The hunt for a monster giant trevally began with an early departure from Khasab port in Musandam with Ocean Active Fly. To say this is a rugged region of this planet is an understatement. Until 2008 this region was only accessible by air, boat or a ten hour drive. Now there are fast ferries from Muscat, Oman and an excellent road from the United Arab Emirates border to Khasab.
It’s significantly cooler up here compared to southern Oman. When we left the port it was about 70°. I was under-dressed and had to dig my rain jacket out for warmth. There were some patchy clouds highlighting the huge mountains.
When Granny and I were here in 2015 we never hooked a GT. I had one beast come up under a popper and turn away. I blind casted my 12-weight and a sailfish sized popper for three straight days. We caught other fish though that included this beautiful blacktip trevally along with several orange-spotted trevally, a halfspotted grouper and a rainbow runner.
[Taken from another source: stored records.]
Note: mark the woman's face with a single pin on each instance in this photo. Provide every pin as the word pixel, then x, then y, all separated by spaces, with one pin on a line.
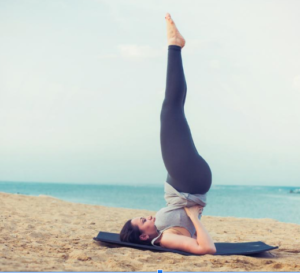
pixel 146 226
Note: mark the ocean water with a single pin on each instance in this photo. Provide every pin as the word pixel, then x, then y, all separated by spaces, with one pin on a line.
pixel 236 201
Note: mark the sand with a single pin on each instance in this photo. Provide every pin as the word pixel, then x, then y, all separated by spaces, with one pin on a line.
pixel 47 234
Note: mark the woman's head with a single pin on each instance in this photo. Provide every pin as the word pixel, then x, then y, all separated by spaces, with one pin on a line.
pixel 139 230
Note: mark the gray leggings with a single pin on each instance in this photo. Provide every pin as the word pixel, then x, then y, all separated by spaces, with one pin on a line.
pixel 187 170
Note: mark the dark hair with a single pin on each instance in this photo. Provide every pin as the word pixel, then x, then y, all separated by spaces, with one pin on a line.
pixel 131 234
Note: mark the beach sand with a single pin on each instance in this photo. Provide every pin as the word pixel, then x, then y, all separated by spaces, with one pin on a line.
pixel 47 234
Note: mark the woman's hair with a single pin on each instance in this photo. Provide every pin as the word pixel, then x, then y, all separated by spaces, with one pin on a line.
pixel 131 234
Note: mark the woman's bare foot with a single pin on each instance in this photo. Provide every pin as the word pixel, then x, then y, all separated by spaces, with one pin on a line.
pixel 174 37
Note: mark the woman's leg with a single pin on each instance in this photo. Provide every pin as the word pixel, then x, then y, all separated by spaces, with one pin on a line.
pixel 187 170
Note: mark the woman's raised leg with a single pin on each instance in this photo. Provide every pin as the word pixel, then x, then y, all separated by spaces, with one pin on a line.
pixel 187 170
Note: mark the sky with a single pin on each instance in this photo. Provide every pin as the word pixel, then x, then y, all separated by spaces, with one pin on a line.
pixel 82 84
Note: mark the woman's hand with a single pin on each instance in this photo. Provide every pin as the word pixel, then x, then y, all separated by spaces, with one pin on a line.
pixel 193 211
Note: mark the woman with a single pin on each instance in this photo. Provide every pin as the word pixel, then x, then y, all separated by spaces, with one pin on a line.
pixel 189 177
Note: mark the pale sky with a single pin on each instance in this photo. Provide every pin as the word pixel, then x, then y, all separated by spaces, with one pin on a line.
pixel 82 84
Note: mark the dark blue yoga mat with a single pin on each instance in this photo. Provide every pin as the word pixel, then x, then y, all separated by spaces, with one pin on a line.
pixel 248 248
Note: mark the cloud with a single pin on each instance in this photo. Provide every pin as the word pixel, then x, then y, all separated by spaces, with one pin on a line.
pixel 133 51
pixel 214 64
pixel 296 82
pixel 107 56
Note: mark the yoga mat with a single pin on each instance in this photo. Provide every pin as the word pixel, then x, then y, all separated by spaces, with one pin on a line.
pixel 246 248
Catching a big GT in the Seychelles on fly is a common occurrence. Big ones down there are usually slightly over 100 cm long fish. Here in Musandam the big boys commonly surpass 130 cm but very few have been taken on the fly. Enticing them to eat a fly is a chore. And if you do hook one landing him is the next problem with rocky shoals in every direction.
Sammy needs his GT quest to end. It’s been long going so rather than blind cast his 12-weight all day our guide David is chucking a huge hookless teaser on a spin rod. If a GT follows, Sammy will get the fly in the zone and hopefully hook up. I continue to stubbornly blind cast. I was prowling with a huge chartreus Clouser down deep on my Sonar Titan Big Water Taper 450 GR.
Unfortunately one hour, two hours, then three hours went by without much action. Sammy had something blow up on his popper that could have been a small GT. We’ll never know. And our highlight was when two huge sailfish followed in David’s teaser. But neither paid any attention to our flies. Sammy’s GT issues are starting to remind me of my marlin curse.
Despite the slow fishing there’s a lot to take in and one thing is far beyond the scenery. Each day Iranian smugglers make the 45 minute boat ride across the Strait of Hormuz to buy goods then resell them in Iran. With the sanctions long going on Iran this is big business. The Omani’s turn a blind eye because it’s great for the Musandam economy. But on the Iranian side of the Strait the smugglers are often busted. No doubt the hostility between the USA and Iran is higher up. Every smuggler that passed I waved to and they all wave back.
We got one fish today right at the end and it was a new species for me that I’ve been waiting to catch for years. This is a yellowtail barracuda (Sphyraena flavicauda). I was down deep off the bow bouncing my Clouser near bottom when I got whacked. Up came a mouth full of teeth and lucky for me I had him hooked right in the corner of the mouth.
There was one more highlight today when a baby 8 foot whale shark swam up to the boat. It was awesome but not quite as exciting as the last time I saw one. We packed it in midafternoon and got ready for tomorrow. Tomorrow is Sammy’s last fishing day this trip and hopefully he’ll have some last day magic. Now it’s time for big fat steaks on the grill!